Storage & Reheating Instructions
Refrigerator Storage
- Store in an airtight container for up to 3 days.
- Allow the Keto Shredded Brussels Sprouts to cool completely before sealing to prevent excess moisture.
Freezing Keto Shredded Brussels Sprouts
- Freeze in a freezer-safe container for up to 2 months.
- Portion out servings before freezing for easy meal prep.
Reheating Keto Shredded Brussels Sprouts
- Oven – Preheat to 350°F (175°C). Spread on a baking sheet and heat for about 10-15 minutes until warmed through.
- Microwave – Place in a microwave-safe bowl, cover, and heat in 30-second intervals until hot.
- Stovetop – Heat in a skillet over medium heat, stirring occasionally, until warmed through.
Frequently Asked Questions
Here are some common questions about making Keto Shredded Brussels Sprouts to help you perfect this dish.
How do I achieve crispy Keto Shredded Brussels Sprouts?
To get crispy sprouts, ensure your skillet is hot before adding them. Avoid overcrowding the pan, which can lead to steaming instead of frying.
Can I use other cheeses instead of parmesan?
Yes! While parmesan is recommended for its flavor, alternatives like pecorino or nutritional yeast can work well too, especially for a dairy-free option.
What dishes pair well with Keto Shredded Brussels Sprouts?
These sprouts complement roasted chicken or beef dishes beautifully. They also work well as a side with grilled turkey burgers or alongside salads.

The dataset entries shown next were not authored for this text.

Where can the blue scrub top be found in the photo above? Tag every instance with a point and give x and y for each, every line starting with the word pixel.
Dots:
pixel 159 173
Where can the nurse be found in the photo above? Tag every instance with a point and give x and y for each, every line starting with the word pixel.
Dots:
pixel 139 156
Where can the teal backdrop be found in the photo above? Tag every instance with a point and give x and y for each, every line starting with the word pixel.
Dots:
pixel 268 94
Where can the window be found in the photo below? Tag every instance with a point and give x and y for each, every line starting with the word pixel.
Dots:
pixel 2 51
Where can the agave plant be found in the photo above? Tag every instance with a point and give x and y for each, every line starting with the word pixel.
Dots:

How do I make my own balsamic reduction?
Simmer balsamic vinegar in a saucepan over low heat until it thickens and reduces by half. This creates a sweet and tangy glaze perfect for drizzling.
Final Thoughts
Keto Shredded Brussels Sprouts are not only delicious but also versatile. You can customize this recipe by adding nuts or different cheeses based on your preference. Give this healthy side dish a try today!
Keto Shredded Brussels Sprouts
- Prep Time: 10 minutes
- Cook Time: 10 minutes
- Total Time: 20 minutes
- Yield: Serves 6
- Category: Side Dish
- Method: Sautéing
- Cuisine: American
Description
Keto Shredded Brussels Sprouts are a delightful and nutritious side dish that brings a burst of flavor to any meal. This quick recipe features tender, sautéed Brussels sprouts combined with crispy cheese and a hint of balsamic reduction for an unforgettable taste experience.
Ingredients
- 1 ½ pounds Brussels sprouts (shredded)
- 1 cup grated parmesan cheese
- 2 tablespoons turkey bacon grease
- 2 tablespoons butter
- ½ teaspoon garlic salt
- ¼ teaspoon red pepper flakes
- Optional: drizzle of balsamic reduction
Instructions
- Clean the Brussels sprouts and cut off the ends. Shred them using a food processor or sharp knife.
- Heat a large skillet over medium heat and add butter and turkey bacon grease until melted.
- Add shredded Brussels sprouts, garlic salt, and red pepper flakes to the skillet. Toss well to coat.
- Cook for about 8-10 minutes until they start to brown slightly. Remove from heat and stir in parmesan cheese until melted.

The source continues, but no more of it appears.